She negotiated with her lender to cut some of the added costs, and her two grown children are helping her make up the rest of the shortfall. Hartman expects she’ll ultimately have to sell her two-bedroom home and leave South Florida. “I’m in dire straights,” she said.

Late Florida Mortgage Payments Still Soaring

Thursday, March 15th, 2007

Overdue Florida mortgage payments continued to soar over the final three months of 2006, and soared over first fiscal quarter of 2007, the Palm Beach Post reported Tuesday.

The late payments invariably lead to foreclosures, which in Florida set a new record as borrowers with troubled credit fell behind in their payments.

The picture of an ailing Florida housing market - and of shaky borrowers standing on their last legs - was equally dismal as the Mortgage Bankers Association released its quarterly snapshot of state mortgage markets.

New foreclosures jumped to a record high of 0.54 percent.
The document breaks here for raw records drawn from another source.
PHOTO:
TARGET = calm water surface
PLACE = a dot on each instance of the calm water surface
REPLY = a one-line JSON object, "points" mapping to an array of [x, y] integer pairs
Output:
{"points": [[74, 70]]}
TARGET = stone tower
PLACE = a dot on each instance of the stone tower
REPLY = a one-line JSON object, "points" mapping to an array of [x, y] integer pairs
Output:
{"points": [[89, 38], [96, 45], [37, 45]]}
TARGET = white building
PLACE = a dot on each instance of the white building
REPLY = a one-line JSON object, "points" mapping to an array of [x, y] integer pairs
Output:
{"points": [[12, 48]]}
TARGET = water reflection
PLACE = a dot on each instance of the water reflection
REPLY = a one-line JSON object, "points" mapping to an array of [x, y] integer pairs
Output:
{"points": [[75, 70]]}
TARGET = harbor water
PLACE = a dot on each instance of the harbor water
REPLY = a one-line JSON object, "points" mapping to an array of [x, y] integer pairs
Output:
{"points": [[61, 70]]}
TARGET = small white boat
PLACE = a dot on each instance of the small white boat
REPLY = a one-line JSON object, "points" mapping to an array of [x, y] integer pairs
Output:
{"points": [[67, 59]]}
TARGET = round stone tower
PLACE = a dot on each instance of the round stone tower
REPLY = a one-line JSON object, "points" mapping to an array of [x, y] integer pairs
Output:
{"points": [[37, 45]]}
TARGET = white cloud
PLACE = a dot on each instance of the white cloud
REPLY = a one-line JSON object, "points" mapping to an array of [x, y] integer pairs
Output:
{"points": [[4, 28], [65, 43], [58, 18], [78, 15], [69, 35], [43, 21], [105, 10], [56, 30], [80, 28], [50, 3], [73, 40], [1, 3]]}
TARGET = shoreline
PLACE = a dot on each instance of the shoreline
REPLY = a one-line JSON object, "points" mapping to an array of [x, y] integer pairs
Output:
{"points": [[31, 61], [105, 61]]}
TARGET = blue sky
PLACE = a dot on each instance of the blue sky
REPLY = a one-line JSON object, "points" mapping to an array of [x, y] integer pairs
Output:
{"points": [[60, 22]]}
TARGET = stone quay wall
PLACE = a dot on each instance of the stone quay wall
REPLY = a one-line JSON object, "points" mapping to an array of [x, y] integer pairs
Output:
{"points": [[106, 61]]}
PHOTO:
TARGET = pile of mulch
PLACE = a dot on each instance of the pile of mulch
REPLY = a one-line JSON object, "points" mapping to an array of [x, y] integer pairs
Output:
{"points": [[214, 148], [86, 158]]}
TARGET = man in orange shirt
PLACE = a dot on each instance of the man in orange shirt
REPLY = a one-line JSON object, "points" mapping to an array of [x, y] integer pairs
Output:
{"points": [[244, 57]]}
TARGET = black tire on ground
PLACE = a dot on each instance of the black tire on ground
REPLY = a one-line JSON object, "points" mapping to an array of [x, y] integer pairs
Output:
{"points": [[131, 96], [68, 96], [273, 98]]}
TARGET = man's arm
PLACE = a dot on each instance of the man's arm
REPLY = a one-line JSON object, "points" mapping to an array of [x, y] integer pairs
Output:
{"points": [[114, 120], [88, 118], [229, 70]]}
The previous high was 0.50 percent in the second quarter of 2002 as the U.S. economy tried to recover from the 2001 recession, the MBA said.

The survey of 43.5 million first mortgage loans nationally - about 80 percent of all outstanding home loans - drove yet another nail into the coffin of the five-year housing boom and ended any doubt the boom has gone bust.

A once-sizzling housing market in the Sunshine State has given way in recent months to some of the highest foreclosure rates in the nation, leaving Florida mortgage holders in a world of trouble from the Panhandle to ther Keys.

Florida mortgages
overdue for 30 days or more in the fourth quarter of 2006 climbed to a record 4.86 percent of all loans tracked - up sharply from the same period in the previous year, when 4.66 percent were delinquent.

“As Florida was rocketing up in values, we had lots of investors that bought homes with the expectation of flipping these homes,” said Jim Sahnger, vice president of Palm Beach Financial Network in Sewall’s Point.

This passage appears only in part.